Como en los años veinte,
cuando pasmó y arrebató a W. H. Auden y a Walter Benjamin, y abrió en Thomas
Mann la sorda llaga de los celos literarios y la ira personal, Bertolt Brecht
asombra por su vasta y siempre exacta capacidad de hacer poesía sobre cualquier
cosa, lo que sea: todas las estaciones del amor y del paisaje, pero también la
guerra, los “tiempos sombríos”, el pánico ante la propia nación como una fatal
“madre pálida”; la enfermedad, la nota roja, el dinero, la mezquindad y la explotación,
la vulgaridad, un aborto, un parto sobre una taza de WC, una niña ahogada, los
soldados muertos, las andanzas de mendigos y criados, los episodios duros de la
vida diaria, arisca y banal.
Tal vez sólo Pablo Neruda
se acerque en ello a Brecht, aunque con la diferencia de que éste recurre menos
a las metáforas y casi nunca a las metáforas complicadas. Sabe cantar
magníficamente sobre lo que sea sin extrapolar la imaginación ni el lenguaje.
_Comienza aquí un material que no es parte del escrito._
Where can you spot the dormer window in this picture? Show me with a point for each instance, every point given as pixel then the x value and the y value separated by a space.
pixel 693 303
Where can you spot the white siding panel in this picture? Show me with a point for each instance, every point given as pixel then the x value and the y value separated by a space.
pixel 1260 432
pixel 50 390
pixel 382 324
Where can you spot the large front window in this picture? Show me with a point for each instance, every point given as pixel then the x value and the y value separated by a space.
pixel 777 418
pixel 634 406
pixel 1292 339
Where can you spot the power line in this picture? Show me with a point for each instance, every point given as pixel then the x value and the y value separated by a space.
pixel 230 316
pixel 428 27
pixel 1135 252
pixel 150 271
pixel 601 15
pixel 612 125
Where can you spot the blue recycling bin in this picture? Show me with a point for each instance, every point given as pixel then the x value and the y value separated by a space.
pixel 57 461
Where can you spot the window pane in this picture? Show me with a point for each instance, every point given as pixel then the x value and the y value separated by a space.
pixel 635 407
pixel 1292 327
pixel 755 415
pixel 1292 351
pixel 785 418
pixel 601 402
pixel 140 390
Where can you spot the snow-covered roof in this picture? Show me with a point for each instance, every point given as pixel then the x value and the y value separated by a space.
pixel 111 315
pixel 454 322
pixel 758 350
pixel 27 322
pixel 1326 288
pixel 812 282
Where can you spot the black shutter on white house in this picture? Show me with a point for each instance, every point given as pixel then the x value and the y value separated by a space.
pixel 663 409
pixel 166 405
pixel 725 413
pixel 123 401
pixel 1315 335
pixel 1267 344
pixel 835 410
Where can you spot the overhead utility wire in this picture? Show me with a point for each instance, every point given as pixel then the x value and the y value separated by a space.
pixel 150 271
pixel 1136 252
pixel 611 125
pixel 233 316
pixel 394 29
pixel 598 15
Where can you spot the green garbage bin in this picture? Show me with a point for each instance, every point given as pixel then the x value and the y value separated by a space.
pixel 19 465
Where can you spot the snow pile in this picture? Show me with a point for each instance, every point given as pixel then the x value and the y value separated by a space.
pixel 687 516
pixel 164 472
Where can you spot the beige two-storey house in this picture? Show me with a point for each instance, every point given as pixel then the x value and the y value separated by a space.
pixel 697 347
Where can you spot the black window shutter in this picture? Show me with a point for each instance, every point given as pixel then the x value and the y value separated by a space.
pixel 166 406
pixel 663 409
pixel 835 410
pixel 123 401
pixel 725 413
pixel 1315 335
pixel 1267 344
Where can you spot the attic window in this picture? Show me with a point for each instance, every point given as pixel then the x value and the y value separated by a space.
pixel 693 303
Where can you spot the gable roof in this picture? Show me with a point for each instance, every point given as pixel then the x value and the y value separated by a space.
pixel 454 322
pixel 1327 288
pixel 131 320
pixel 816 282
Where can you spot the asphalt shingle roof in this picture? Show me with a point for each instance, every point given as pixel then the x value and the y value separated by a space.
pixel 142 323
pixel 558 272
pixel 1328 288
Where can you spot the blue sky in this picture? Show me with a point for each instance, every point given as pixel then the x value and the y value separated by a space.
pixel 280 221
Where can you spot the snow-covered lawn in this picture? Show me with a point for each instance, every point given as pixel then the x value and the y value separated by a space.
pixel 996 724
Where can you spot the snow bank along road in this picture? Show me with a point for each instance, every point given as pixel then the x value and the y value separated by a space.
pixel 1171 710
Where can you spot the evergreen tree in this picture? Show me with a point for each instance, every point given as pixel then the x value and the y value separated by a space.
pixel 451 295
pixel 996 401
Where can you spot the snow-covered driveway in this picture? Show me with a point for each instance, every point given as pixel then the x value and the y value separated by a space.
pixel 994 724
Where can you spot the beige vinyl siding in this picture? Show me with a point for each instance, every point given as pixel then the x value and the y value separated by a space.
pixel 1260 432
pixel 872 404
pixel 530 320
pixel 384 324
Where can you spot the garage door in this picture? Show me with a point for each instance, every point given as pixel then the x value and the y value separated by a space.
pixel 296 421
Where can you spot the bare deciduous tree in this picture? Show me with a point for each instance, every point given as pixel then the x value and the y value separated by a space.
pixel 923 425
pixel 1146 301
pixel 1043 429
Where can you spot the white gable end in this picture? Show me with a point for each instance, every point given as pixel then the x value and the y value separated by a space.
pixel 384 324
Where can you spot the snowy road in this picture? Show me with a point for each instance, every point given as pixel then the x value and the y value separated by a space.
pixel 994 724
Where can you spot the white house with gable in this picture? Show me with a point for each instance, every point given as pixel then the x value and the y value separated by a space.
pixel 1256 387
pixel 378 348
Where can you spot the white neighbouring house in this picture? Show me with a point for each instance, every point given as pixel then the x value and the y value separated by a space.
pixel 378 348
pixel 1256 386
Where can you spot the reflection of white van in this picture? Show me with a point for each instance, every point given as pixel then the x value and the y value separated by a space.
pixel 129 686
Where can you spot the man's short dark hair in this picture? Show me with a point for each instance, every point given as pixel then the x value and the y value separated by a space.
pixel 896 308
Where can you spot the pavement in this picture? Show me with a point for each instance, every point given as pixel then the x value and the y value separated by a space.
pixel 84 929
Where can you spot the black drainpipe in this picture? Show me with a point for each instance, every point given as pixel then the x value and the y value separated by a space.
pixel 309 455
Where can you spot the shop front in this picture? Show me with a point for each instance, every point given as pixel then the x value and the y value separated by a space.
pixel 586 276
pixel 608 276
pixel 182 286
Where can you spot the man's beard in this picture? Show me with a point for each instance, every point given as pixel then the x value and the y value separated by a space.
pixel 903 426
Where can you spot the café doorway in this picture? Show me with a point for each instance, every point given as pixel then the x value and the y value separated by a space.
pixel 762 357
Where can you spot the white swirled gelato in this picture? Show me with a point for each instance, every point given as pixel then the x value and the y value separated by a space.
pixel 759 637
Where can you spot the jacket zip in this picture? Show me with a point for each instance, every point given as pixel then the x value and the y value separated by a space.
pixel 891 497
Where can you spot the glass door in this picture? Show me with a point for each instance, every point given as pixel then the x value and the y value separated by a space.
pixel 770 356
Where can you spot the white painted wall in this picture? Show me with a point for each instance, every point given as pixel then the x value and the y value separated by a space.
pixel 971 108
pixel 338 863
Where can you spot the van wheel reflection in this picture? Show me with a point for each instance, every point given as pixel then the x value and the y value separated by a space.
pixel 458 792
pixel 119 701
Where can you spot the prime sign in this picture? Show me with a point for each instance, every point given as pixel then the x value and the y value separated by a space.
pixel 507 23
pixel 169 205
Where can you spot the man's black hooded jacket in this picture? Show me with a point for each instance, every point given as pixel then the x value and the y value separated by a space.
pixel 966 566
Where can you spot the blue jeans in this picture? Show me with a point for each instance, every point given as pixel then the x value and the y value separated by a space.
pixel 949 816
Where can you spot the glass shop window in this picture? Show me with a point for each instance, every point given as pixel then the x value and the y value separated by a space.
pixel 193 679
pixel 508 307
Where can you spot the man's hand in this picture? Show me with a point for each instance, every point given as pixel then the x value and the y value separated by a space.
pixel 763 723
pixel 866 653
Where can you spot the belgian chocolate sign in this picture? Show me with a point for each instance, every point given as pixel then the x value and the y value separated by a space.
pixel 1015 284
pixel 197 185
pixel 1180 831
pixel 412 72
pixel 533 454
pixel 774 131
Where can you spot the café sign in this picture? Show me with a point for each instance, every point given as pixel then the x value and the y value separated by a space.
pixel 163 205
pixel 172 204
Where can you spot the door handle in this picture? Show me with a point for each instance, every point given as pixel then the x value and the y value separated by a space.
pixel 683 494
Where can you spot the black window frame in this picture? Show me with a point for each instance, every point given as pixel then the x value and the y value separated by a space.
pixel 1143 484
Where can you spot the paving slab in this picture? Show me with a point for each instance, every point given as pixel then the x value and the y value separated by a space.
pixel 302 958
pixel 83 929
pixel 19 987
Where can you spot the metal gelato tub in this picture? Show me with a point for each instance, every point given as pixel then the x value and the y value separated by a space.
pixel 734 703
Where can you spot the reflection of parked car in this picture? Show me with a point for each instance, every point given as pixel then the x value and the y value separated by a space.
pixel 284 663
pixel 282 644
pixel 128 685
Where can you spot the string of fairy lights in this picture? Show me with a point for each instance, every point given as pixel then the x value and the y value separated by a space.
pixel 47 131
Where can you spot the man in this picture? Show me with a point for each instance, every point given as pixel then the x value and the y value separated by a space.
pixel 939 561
Casi siempre es llano, legible, racional.
Pero este poeta que
desconoce asuntos antipoéticos (y cuya temeraria y constante mezcla de la
crudeza y el refinamiento, la ternura y la brutalidad, la belleza y la fealdad
del mundo, se atreve a cualquier cosa) casi desprecia las vanguardias y la
novedad en el arte. No hay laboratorios ni laberintos ostensibles en su poesía.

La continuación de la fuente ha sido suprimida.